There’s a wonderful ad on TV at the moment. It’s for a car. A young man picks up a girl on their first date. She compliments the car. As they draw up at their destination he turns to her and says ‘You know what? We should get married. Have kids, buy a house, get a dog and spend the rest of our lives together.’ With barely a second thought she replies, ‘Okay.’
The point the ad-makers want us to understand is that choosing this car, or even just knowing how good it is, shows such a degree of good taste and judgement that maturity in other serious matters, like choosing a mate for life, can be taken for granted.
It’s a pity for them that no one remembers the make of car, but everyone remembers the exchange between the two characters. That’s because we all recognise that this is the basis of most people’s decision to marry a particular person rather than another.
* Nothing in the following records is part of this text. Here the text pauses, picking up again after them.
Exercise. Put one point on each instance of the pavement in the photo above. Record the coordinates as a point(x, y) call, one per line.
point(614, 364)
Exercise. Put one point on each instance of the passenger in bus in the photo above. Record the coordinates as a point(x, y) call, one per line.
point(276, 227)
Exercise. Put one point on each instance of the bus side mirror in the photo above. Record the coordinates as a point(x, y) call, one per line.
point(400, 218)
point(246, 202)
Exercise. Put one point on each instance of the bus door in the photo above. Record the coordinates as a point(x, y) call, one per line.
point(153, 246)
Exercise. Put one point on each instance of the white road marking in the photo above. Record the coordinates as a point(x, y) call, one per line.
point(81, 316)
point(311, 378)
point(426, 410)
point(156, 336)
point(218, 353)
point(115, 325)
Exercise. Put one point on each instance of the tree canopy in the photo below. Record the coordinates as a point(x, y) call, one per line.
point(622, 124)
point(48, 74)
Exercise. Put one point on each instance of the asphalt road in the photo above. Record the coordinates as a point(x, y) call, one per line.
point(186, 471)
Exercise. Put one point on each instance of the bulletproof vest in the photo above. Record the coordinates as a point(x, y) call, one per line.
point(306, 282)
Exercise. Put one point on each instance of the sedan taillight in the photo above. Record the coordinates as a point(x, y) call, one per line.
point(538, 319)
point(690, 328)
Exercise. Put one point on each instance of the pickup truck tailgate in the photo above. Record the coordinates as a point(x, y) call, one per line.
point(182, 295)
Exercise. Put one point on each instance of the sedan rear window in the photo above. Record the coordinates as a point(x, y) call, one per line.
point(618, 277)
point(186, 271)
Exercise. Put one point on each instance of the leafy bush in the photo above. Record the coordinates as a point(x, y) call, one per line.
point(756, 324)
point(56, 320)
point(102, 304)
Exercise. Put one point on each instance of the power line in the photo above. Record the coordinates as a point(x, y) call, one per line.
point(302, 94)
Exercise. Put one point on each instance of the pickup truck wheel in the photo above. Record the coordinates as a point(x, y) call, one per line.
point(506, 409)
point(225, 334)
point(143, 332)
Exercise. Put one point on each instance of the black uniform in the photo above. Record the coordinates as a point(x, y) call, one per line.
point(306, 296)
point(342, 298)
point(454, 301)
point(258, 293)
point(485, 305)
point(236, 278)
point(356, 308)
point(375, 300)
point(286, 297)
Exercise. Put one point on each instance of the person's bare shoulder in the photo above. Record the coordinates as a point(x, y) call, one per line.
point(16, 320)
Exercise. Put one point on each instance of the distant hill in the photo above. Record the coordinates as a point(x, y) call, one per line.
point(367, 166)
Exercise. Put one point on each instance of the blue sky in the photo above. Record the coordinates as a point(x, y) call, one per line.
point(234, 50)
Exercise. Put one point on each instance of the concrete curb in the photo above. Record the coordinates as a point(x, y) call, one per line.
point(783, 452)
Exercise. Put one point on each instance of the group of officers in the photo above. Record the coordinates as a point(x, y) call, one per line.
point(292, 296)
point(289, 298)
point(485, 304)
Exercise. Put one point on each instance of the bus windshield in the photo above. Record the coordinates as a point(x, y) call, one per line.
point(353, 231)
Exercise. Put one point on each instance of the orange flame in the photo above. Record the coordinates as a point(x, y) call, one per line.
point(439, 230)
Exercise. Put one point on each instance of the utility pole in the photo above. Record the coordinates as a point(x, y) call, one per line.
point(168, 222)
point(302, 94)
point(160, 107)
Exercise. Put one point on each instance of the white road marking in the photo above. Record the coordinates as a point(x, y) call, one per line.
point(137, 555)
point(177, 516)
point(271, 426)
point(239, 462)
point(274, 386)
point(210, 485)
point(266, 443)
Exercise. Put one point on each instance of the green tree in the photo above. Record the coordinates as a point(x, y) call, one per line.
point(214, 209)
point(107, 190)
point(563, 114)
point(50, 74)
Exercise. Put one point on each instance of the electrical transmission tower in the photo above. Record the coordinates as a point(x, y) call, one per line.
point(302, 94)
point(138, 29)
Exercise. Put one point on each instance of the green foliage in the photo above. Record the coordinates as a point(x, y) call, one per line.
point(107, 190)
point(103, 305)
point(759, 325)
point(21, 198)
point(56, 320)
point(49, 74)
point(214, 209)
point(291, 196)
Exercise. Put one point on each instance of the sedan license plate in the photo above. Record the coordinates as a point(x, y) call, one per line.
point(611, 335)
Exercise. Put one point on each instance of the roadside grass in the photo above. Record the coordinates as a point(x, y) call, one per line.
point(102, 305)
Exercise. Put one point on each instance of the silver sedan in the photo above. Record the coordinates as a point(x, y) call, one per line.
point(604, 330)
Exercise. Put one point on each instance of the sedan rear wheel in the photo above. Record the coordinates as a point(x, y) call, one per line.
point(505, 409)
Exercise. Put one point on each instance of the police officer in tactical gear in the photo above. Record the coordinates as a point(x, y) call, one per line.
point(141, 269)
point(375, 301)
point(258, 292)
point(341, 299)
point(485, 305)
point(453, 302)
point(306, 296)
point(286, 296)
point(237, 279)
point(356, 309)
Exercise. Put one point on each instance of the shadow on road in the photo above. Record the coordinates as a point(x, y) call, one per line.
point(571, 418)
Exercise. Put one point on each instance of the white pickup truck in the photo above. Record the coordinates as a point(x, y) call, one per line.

They’re reasonably clean, we assure ourselves, sane, presentable, intelligent and laugh at our jokes. Best of all, they only live round the corner and it would be too terrible to let them go. That’s usually enough. The rest, the success or otherwise of a possible lifetime together, is down to sheer luck.
The young newly-married couple in Ian McEwan’s ‘On Chesil Beach’, Florence and Edward, don’t even have that much going for them. They meet by chance one day in 1961, a year before their marriage, and are led by their immaturity, their unrealistic hopes for life in general, their wishful ideas of each other and, most of all, by the culture which had reared and shape them, to take this momentous step.
The ‘onstage’ part of the novel (or novella; it’s 166 pages) deals with their disastrous wedding-night, and the rest (very skilfully interwoven) with their separate lives up to their meeting and the time after their separation.
I wouldn’t have called myself a big McEwan fan until I read this but I’m fairly well converted by it. Especially entertaining and deft is the way the central action is moved in and out of the spotlight and the accuracy of the social observations, particularly regarding youngsters who were neither children nor adults.
McEwan constantly reminds us that the authorial voice is looking back from the present:
This was not a good moment in the history of English cuisine
being a typically ironic example. And then a few pages later:
This was still the era – it would end later in that famous
decade – when to be young was a social encumbrance,
a mark of irrelevance, a faintly embarrassing condition
for which marriage was the beginning of a cure. Almost
strangers, they stood, strangely together, on a new pinnacle
of existence, gleeful that their new status promised to promote
them out of their endless youth....
A big point is being indicated here. In an age when an almost religious significance is assigned to personal autonomy, individualism and, especially, the desirability of choice, the notion of ‘arranged’ marriages seems to many people exotic and slightly distasteful. But surely, all marriages are arranged, McEwan is suggesting, by cultural, psychological and social forces largely beyond the individual’s knowledge or control.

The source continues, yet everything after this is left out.